I like to make things.  Some things I make take minutes (ice cream and other frozen stuff), some a few hours, and some days, weeks, or months.  For instance, soon I'll be starting a sweater for the Collar.  It will be heavily patterned, so it will take me months.

Now, I'm knitting a sweater for me.  I started it last week (?), and am one pattern repeat from the neckline on the back.  It's a really fast knit.  I am sure that all the Knitty readers know what it is:


 The yarn is much redder than the pictures.  When it is finished, I'll take some shots outside.
 This project took about 45 minutes.  The fabric was supposed to be for pajama bottoms for Game Boy.  Surprise!  In the three weeks since I bought it, he grew and I would have needed another 6 inches of fabric to make him shorts in the length he wanted.  He decided he wanted a pillow case instead.  I still owe him a second pair.

The boys jointly picked out fabric for pajama bottoms.  (Periodically, they both decide that they want to have the same clothes--and I'd always said I'd never have my kids wear the same outfit.  Oh well.)  Jungle print (not accurately portrayed) for both boys.  Wiz is modelling his pair.

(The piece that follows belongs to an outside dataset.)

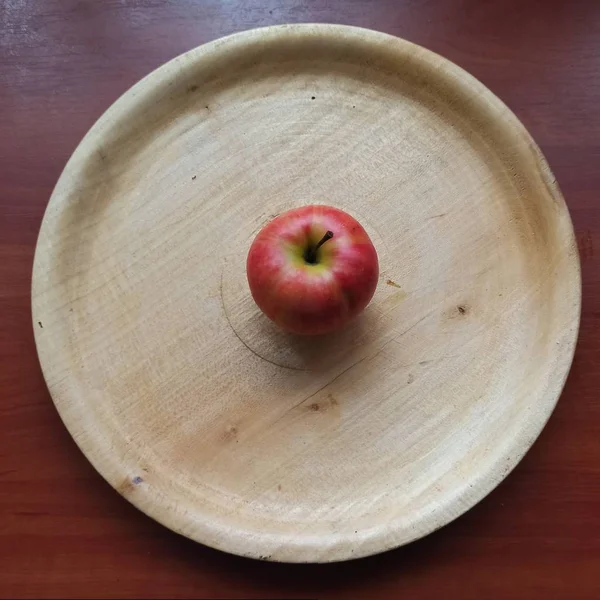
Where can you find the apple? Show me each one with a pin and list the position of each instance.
(312, 269)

Then there's the second pair of Wiz's shorts--in all of their planetary goodness.  He loves all things space.  Now the boys have cooler pjs for the rest of the summer.  I just need to drag the Collar to pick out fabric for his pj pants now.  Wiz picked some out for him, but I'm not sure that is a good idea.

05 July 2010

A little sun

 and a little rain and we get this:
 Tomato plants, several of which now have outgrown their cages.  Now if we'd see more fruit set, we'll be much happier with them.
 The flower boxes are full.
 Game Boy's melon plants are much bigger even since I took these pictures.
 Wiz's strawberries have berries on them.  Now the plants have filled in his entire earth box.
 Adorable baby tomatoes, although we'll all like it better when they are not baby tomatoes and are nice and yellow little pear-shaped tomatoes.

 Rainbow Chard, a family favorite.
 Salad greens:  many and multiple types.

I thought maybe some would like to see how Wiz's incisions look.  He now has his summer cut so we can get an idea of how he'll look even next year.  They are still pink, but very flat.  He has a bald spot on the top incision, but the way his skull is shaped, the bottom one seems to be covered with hair all the time.

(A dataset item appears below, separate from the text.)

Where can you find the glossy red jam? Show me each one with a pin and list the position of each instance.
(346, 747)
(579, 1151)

The bottom scar has a bit that will always peek out of his hair line.  That's where they removed the outside part of his C1 vertebra.  He thinks that they make him look cool.

01 July 2010

Socks Of My Very Own

I have this yarn.  It's yarn that many knitters worldwide stalk as if it is a lion on the Serengheti.  Me?  I lucked into it.  A friend (LittleMy) from Knittyboard sent it to me in a secret pal swap.  I knit a pair of socks out of it and I wear them at least weekly in the winter.  I had a lot left over, so I thought I'd knit another pair of socks.  They needed to be special, so I looked for a pattern.  I didn't find one.  I looked through a stitch dictionary, and found this:

a pattern called lily.  Here it is in yarn with decreases and yarnovers.

 It looks better on my right foot, because that one is wider.  (It's the one I broke back when we lived in Lexington.)  The pattern opens up a little more.

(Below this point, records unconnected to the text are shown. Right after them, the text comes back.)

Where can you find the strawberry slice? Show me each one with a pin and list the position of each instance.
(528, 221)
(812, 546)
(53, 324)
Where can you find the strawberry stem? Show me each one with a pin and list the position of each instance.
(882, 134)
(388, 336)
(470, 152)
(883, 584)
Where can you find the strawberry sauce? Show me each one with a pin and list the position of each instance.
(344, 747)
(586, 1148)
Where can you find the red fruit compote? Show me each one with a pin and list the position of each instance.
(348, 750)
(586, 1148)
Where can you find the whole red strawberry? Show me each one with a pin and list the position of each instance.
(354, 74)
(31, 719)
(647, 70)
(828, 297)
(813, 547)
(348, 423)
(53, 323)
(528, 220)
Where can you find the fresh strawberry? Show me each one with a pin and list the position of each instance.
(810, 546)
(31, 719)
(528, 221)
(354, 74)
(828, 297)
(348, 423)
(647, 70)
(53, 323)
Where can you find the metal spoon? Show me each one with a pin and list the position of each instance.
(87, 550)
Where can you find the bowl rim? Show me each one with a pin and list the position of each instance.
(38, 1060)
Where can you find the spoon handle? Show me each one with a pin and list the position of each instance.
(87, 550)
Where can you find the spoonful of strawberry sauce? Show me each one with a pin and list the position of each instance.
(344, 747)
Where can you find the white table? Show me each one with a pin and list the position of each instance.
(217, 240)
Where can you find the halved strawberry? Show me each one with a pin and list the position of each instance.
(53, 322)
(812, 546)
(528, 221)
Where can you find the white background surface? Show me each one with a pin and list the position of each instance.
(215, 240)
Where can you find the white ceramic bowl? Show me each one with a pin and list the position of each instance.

 On the bottom, is the view someone else will see when they look at my feet (hey, I have nerdy friends).  I think it looks like a jelly fish (which is also cool).  On the top, is how they look when I look at my feet. I do that sometimes, especially when I'm wearing hand knit socks.  They make me happy.

I need to make some decisions about these socks.  Do I enter them in the fair?  Should I write up the pattern?  Or shall I keep them mine, and mine alone?